2. [1 pt] Print both these values, rounded to 3 decimal places.

In [None]:
# TODO MAP
lamb_MAP2 = None
lamb_MAP2_short = None

# TODO print
print('lamb_MAP_flat      :', np.round(lamb_MAP2,3))
print('lamb_MAP_flat_short:', np.round(lamb_MAP2_short,3))

# 3 Compare choice of prior with full data (n=30)
Run the cell below and produce the correct plots. You should not need to change any code here.

[1 pt] With sufficiently large amount of data, does it seem to matter very much what the prior is? What difference between MAP estimators for peaked and flat priors do you expect when even more data is used for computing the posteriors (e.g., $n$=50, 100, etc.)?

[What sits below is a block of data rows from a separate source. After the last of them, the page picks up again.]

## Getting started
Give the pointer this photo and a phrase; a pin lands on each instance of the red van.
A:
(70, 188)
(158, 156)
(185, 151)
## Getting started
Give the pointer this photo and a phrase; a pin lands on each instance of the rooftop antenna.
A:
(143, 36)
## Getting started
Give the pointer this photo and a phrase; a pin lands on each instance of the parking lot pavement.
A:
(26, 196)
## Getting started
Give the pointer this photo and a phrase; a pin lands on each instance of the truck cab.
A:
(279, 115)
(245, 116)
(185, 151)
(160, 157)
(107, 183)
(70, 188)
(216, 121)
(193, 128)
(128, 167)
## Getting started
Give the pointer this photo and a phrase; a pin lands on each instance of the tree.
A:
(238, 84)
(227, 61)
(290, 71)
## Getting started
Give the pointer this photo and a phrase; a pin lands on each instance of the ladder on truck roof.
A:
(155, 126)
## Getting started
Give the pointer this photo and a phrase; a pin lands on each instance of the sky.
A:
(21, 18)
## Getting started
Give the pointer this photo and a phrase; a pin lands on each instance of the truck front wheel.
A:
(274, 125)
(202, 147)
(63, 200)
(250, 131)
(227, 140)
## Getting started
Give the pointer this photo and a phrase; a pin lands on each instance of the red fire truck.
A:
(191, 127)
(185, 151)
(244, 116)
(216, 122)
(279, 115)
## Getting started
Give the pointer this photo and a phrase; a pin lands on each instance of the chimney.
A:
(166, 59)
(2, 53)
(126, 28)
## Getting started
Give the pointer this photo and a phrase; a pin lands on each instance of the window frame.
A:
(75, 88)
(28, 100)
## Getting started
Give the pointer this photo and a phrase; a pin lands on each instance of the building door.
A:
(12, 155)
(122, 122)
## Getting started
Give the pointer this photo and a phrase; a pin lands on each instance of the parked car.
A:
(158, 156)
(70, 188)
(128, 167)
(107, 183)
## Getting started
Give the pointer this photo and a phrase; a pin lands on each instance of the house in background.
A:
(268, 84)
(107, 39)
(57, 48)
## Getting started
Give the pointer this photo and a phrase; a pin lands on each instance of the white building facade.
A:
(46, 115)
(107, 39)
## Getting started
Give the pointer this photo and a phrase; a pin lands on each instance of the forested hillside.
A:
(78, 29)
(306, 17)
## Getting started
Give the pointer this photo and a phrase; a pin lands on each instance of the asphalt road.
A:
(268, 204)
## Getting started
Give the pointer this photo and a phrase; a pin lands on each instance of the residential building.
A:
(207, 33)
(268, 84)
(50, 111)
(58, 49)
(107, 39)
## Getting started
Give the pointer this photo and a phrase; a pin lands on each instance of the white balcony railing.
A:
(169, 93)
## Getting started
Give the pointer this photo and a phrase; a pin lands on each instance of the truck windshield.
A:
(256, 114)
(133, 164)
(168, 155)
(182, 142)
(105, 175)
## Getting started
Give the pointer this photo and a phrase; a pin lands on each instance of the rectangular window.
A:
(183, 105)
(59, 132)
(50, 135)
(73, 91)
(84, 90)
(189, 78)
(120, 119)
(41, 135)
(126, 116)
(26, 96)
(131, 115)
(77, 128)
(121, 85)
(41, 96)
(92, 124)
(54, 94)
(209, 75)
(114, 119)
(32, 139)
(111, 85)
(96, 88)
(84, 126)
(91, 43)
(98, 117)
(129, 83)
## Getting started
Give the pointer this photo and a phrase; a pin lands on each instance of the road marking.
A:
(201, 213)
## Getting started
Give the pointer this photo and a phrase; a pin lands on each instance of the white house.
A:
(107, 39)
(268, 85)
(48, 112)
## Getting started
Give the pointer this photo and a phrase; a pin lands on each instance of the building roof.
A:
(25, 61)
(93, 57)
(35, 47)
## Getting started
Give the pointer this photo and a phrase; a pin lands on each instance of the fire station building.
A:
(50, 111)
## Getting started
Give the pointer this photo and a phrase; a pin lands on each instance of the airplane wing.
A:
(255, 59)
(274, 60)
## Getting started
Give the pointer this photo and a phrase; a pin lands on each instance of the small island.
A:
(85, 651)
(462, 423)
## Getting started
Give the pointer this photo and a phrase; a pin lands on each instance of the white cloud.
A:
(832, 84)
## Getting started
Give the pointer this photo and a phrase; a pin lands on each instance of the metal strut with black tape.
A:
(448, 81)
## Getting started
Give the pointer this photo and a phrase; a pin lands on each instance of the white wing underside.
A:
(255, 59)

**Ans:** type answer here.

In [None]:
# MAP
print('lamb_MAP1  :', np.round(lamb_MAP1,3))
print('lamb_MAP2  :', np.round(lamb_MAP2,3))
print('true lambda: 8.000')

# plot
plt.plot(lamb, prior1, 'b--', linewidth=3, label='prior')
plt.plot(lamb, posterior1, 'b', linewidth=3, label='posterior peaked')
plt.plot(lamb, prior2, 'g--', linewidth=3, label='prior')
plt.plot(lamb, posterior2, 'g', linewidth=3,label='posterior flat')
plt.title(f'Comparing peaked prior and flat prior'); 
plt.xlabel(r'$\lambda$'); plt.ylabel(r'Density')
plt.grid(alpha=.4, linestyle='--'); plt.legend()
plt.ylim([0,1])
plt.show()